Presumption is the chronic temptation of the insider. To our own peril we ignore, shun, and vilify the outsider as strange, dangerous, and unclean. Yet perhaps Martin Luther King, Jr. said it best in his letter from the Birmingham Jail: “We are caught in an inescapable network of mutuality, tied in a single garment of destiny. Whatever affects one directly affects all indirectly.” When we think of ourselves as insider and others as outsider, when we are proud and not teachable, when we think that all others are not as important, not as righteous, not as holy, not as committed, not as visionary, not as worthy, we run the danger of losing the ability to humbly ask God that in his mercy we might be transformed by his truth.
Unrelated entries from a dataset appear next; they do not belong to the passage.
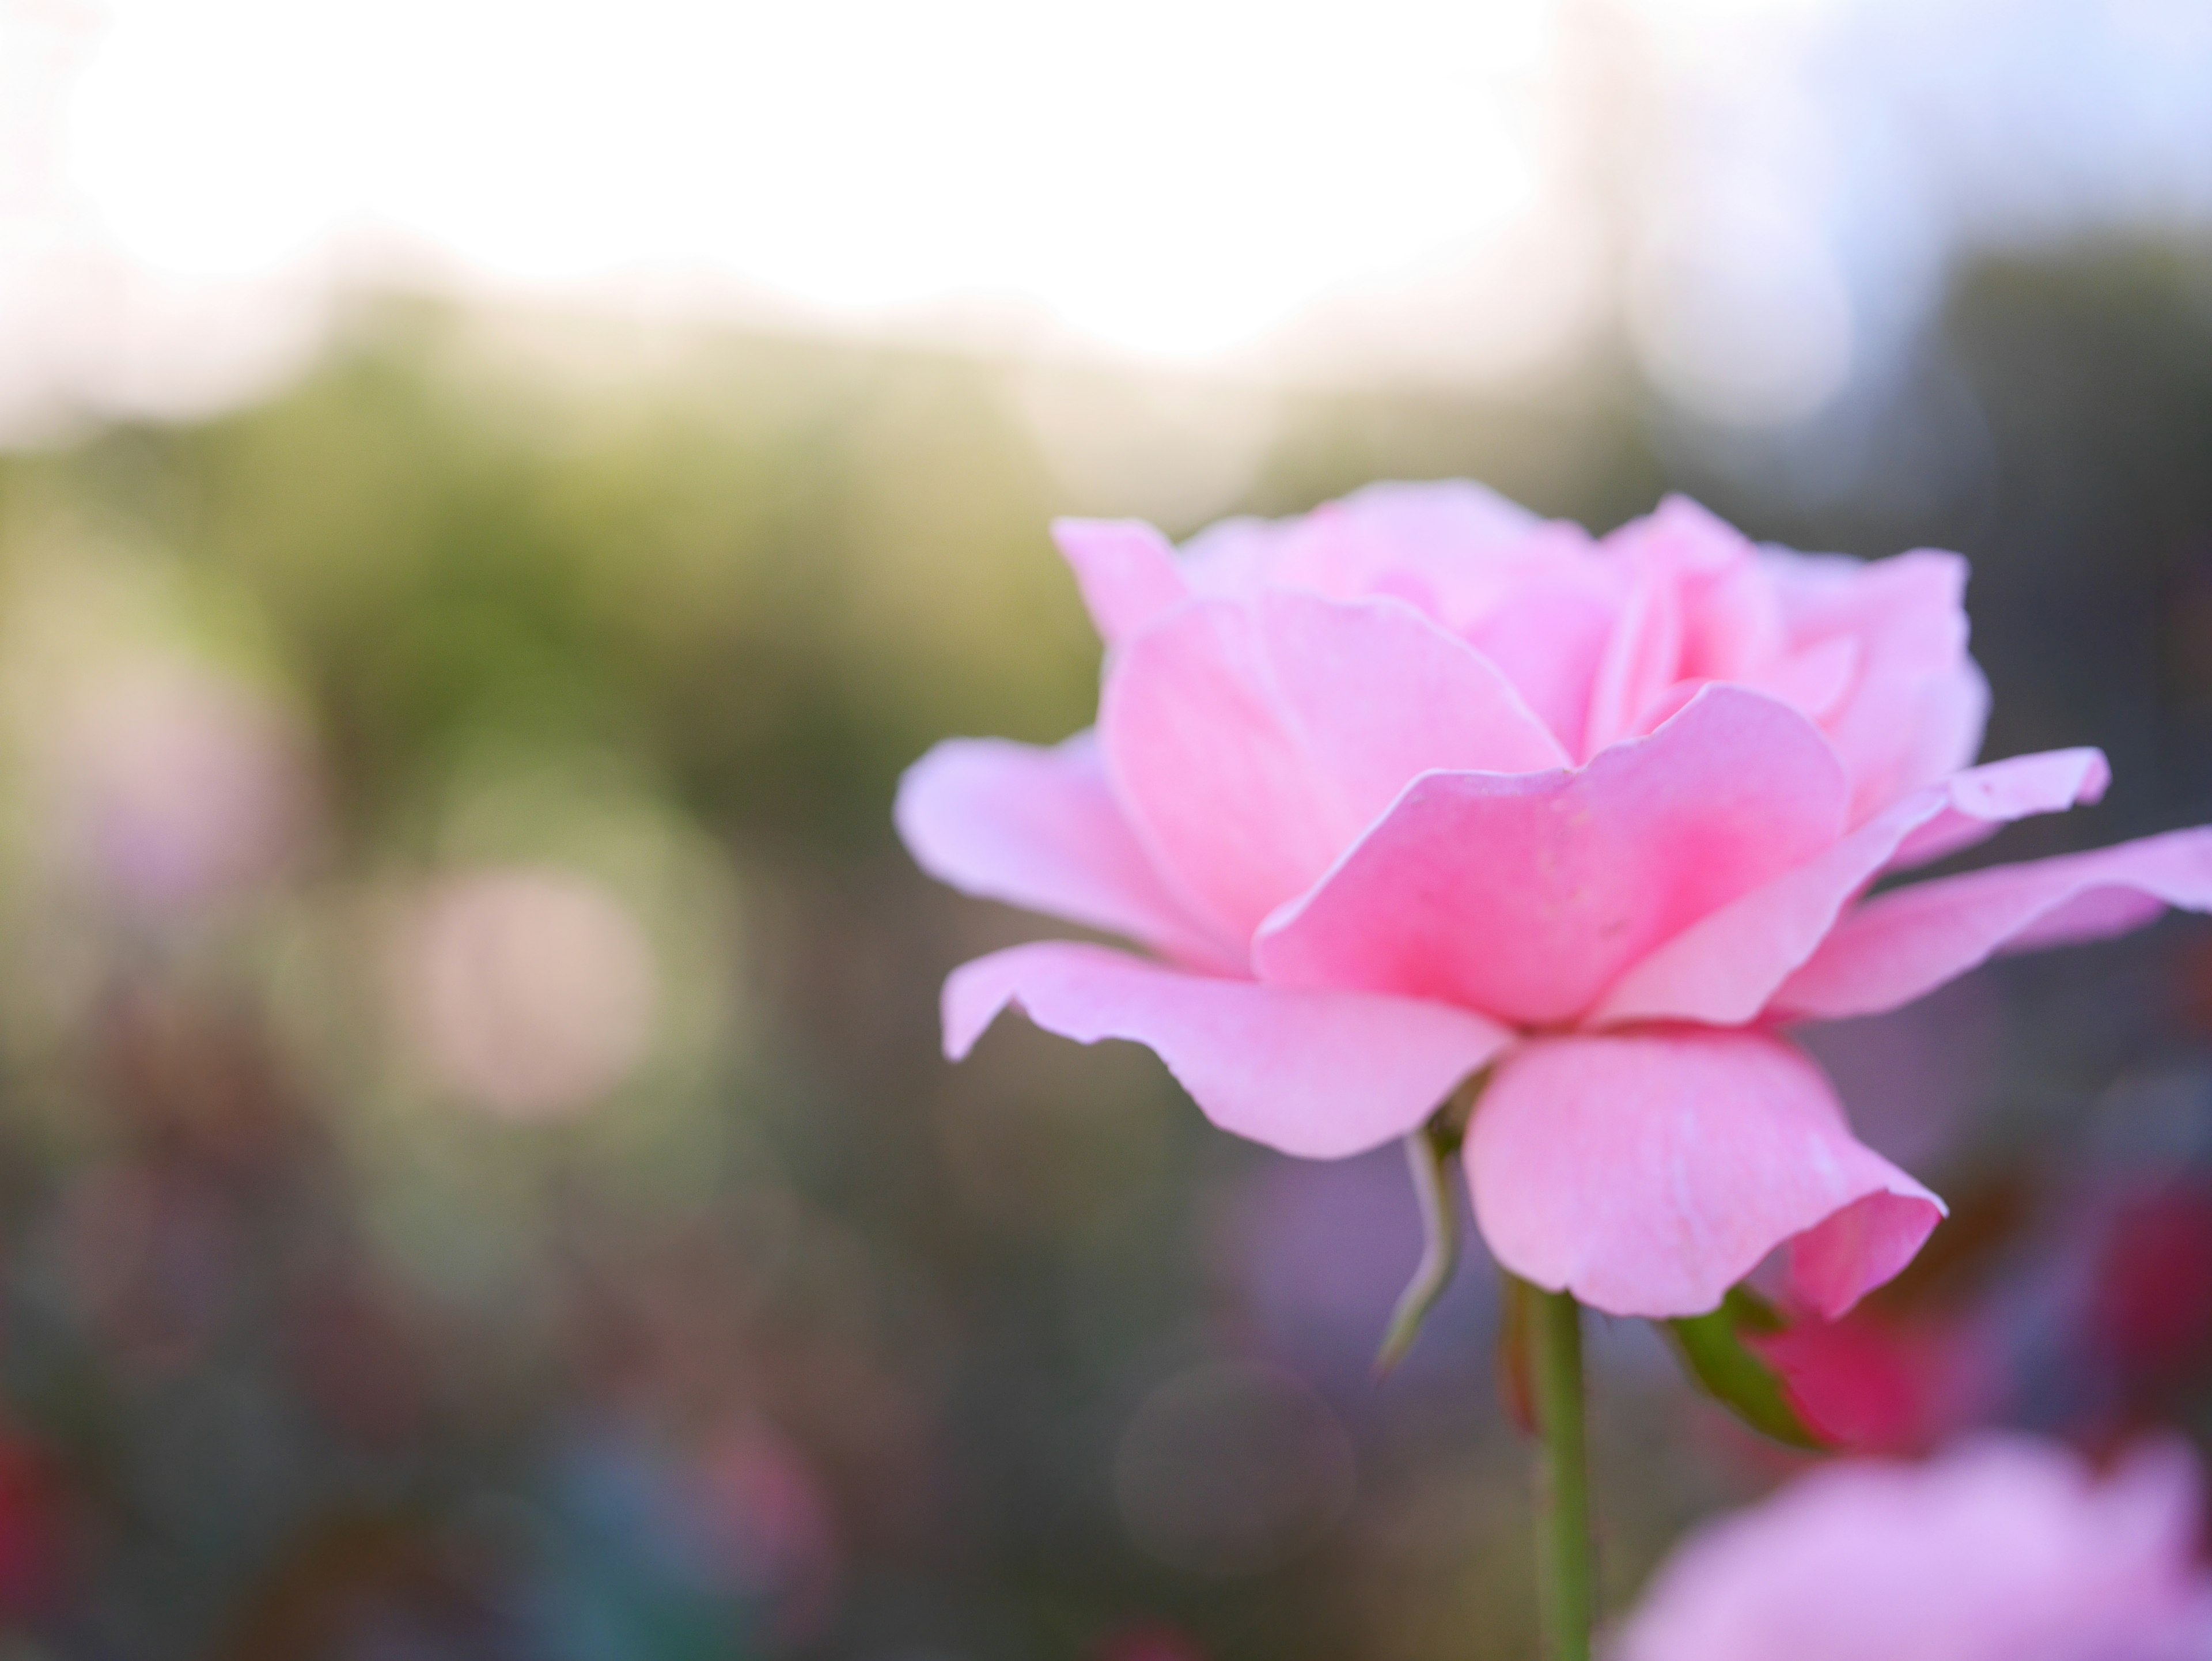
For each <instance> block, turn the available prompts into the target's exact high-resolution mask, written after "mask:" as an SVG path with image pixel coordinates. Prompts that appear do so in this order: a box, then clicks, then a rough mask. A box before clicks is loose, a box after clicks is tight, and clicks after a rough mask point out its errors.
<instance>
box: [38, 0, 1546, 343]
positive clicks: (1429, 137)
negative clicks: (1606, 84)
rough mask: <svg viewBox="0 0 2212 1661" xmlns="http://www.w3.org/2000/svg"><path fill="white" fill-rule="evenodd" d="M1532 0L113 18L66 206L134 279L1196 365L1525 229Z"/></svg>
mask: <svg viewBox="0 0 2212 1661" xmlns="http://www.w3.org/2000/svg"><path fill="white" fill-rule="evenodd" d="M1555 33H1557V31H1555V18H1553V4H1551V0H1493V2H1491V4H1475V7H1436V4H1427V2H1425V0H1383V2H1378V4H1374V7H1367V9H1360V13H1358V15H1356V18H1354V13H1347V11H1343V9H1338V7H1303V9H1301V7H1252V4H1232V2H1221V0H1217V2H1214V4H1192V0H1130V4H1121V7H1113V9H1091V7H1037V4H1022V2H1013V4H1009V2H1002V0H951V2H949V4H938V7H914V4H898V2H896V0H894V2H885V0H821V2H816V4H801V7H792V4H723V7H703V4H684V2H681V0H635V2H633V4H626V7H608V4H522V0H396V2H394V4H387V7H376V9H356V7H334V4H301V0H201V2H199V4H190V7H184V4H175V2H173V0H115V4H113V7H111V11H108V18H106V24H104V31H102V35H100V42H97V51H95V55H93V60H91V64H88V69H86V71H84V75H82V82H80V84H77V88H75V106H73V111H71V170H73V184H75V186H77V188H80V190H82V195H84V197H86V199H88V203H91V206H93V210H95V215H97V217H100V221H102V223H104V228H106V232H108V234H111V237H113V239H115V241H117V243H119V246H122V248H124V250H128V252H131V254H133V257H135V259H139V261H144V263H148V265H153V268H157V270H164V272H173V274H179V276H221V274H243V272H259V270H265V268H270V265H274V263H283V261H301V259H310V257H314V254H316V252H319V250H327V248H332V246H334V243H343V246H345V248H349V250H354V252H358V250H363V248H369V250H383V252H387V254H392V252H398V254H403V257H414V259H429V261H431V263H451V265H458V268H460V270H462V272H465V274H471V276H480V279H491V281H498V283H509V285H511V283H524V285H551V288H562V285H577V283H597V281H611V279H613V281H619V279H626V276H639V274H659V276H690V279H701V281H706V279H723V281H734V283H739V285H743V288H748V290H754V292H759V294H761V296H768V299H781V301H785V303H792V305H799V307H805V310H816V312H830V314H845V316H854V314H858V316H867V314H885V312H916V310H931V307H938V310H942V307H949V305H973V303H978V301H987V303H993V305H998V307H1002V310H1009V312H1013V314H1026V316H1033V318H1037V323H1040V327H1046V330H1048V327H1055V325H1057V327H1064V330H1071V332H1075V334H1077V336H1088V338H1095V341H1099V343H1110V345H1117V347H1126V349H1135V352H1141V354H1168V356H1206V354H1219V352H1223V349H1232V347H1239V345H1245V343H1250V341H1254V338H1256V336H1263V334H1265V332H1267V330H1274V327H1279V325H1281V323H1285V321H1287V318H1292V316H1294V314H1298V312H1301V310H1303V307H1310V305H1314V303H1316V301H1321V299H1327V296H1332V294H1338V292H1343V290H1347V288H1358V285H1360V283H1369V281H1376V279H1378V276H1387V274H1391V272H1396V270H1402V268H1407V265H1413V263H1420V261H1422V259H1427V257H1433V254H1436V252H1438V250H1451V248H1460V246H1467V243H1480V241H1484V239H1489V237H1493V234H1498V232H1500V230H1502V228H1506V226H1511V223H1513V221H1517V219H1522V217H1526V215H1531V212H1535V210H1537V208H1540V206H1542V197H1544V181H1546V155H1544V102H1542V91H1544V86H1546V66H1548V60H1551V55H1553V51H1555V44H1557V42H1555Z"/></svg>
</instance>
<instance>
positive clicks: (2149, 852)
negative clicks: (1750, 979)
mask: <svg viewBox="0 0 2212 1661" xmlns="http://www.w3.org/2000/svg"><path fill="white" fill-rule="evenodd" d="M2166 907H2181V909H2185V911H2212V829H2185V832H2170V834H2166V836H2150V838H2143V840H2139V843H2121V845H2119V847H2101V849H2097V852H2093V854H2064V856H2059V858H2051V860H2035V863H2031V865H2000V867H1995V869H1989V871H1969V874H1966V876H1951V878H1944V880H1940V882H1916V885H1913V887H1907V889H1893V891H1889V894H1880V896H1876V898H1874V900H1867V902H1865V905H1863V907H1858V909H1856V911H1854V913H1851V916H1847V918H1845V920H1843V922H1838V924H1836V929H1834V931H1832V933H1829V936H1827V940H1823V942H1820V949H1818V951H1816V953H1814V955H1812V958H1809V960H1807V962H1805V967H1803V969H1798V971H1796V973H1794V975H1790V980H1787V982H1783V986H1781V991H1778V993H1776V995H1774V1013H1776V1015H1785V1017H1796V1015H1809V1017H1818V1020H1836V1017H1845V1015H1876V1013H1880V1011H1885V1009H1896V1006H1898V1004H1909V1002H1911V1000H1916V997H1920V995H1922V993H1931V991H1936V989H1938V986H1942V984H1944V982H1947V980H1955V978H1958V975H1964V973H1966V971H1969V969H1973V967H1978V964H1982V962H1984V960H1989V958H1991V955H1995V953H1997V951H2031V949H2035V947H2055V944H2066V942H2073V940H2099V938H2104V936H2112V933H2126V931H2128V929H2135V927H2141V924H2143V922H2150V920H2152V918H2154V916H2159V911H2163V909H2166Z"/></svg>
If we ever reach a point where we no longer think we need God’s grace, that we are just fine and dandy on our own, then it is at that moment when we stand more in need of God’s grace than ever we have.
Whether we are an insider or an outsider, a king or a peasant, a general or a servant, a long-time church member or sitting here today for the first time, we are all dependent equally on God’s grace for healing, wholeness, and restoration in our lives. Naaman was healed not because he was a great man, not because he was a mighty solider, not because he was wealthy, not because he was educated, not because he spoke and people listened. He was healed because he got over himself, he swallowed his own pride, he stopped believing his own hype, he stopped relying on his own abilities, and came in full humility to be changed by the holiness of God. Naaman’s life finally prefigured the third verse of that great Christian hymn, Rock of Ages:
Nothing in my hand I bring / simply to the cross I cling
Naked, come to thee for dress / Helpless, look to thee for grace.
Today, our time of worship is going to conclude with a healing service.
James 5:14-16 reads, “Are any among you sick? They should call for the elders of the church and have them pray over them, anointing them with oil in the name of the Lord. The prayer of faith will save the sick, and the Lord will raise them up; and anyone who has committed sins will be forgiven. Therefore confess your sins to one another, and pray for one another, so that you may be healed.”
Today, maybe you’re like Naaman and you need to be healed of your pride. Maybe you’ve been doing it your way for so long that you’re tired and broken down and ready to do it God’s way. Maybe you’re like the servants in today’s passage and you feel like nobody knows your name or cares about your story. Maybe you need healing in some other area in your life, in your body, your mind, your spirit, your emotions, or in your relationships. Friends, we all need healing. At times in our lives, we feel broken and incomplete, and we call upon God for healing.
In a few moments, everyone who wishes to come forward for healing prayer is invited to do so. Here’s what will happen. If you come forward, I will anoint your forehead with olive oil in the sign of the cross. I will lay hands on your head and pray for the Holy Spirit to work within you to bring healing and wholeness to all areas of your life. Friends and family are welcome to join anyone who comes forward for healing. You may linger at the altar for prayer as long as you wish. We’re in no rush this morning. We’re on God’s time, and this is God’s ministry of healing.
I have no expectation of what will happen. No one may come forward or everyone may come, and that’s fine. But if you desire wholeness in your entire being, after our brief prayer, I invite you to come forward. I extend that invitation on behalf of Christ, who reaches out to touch each of us with his healing hands, and in whose name all healing takes place.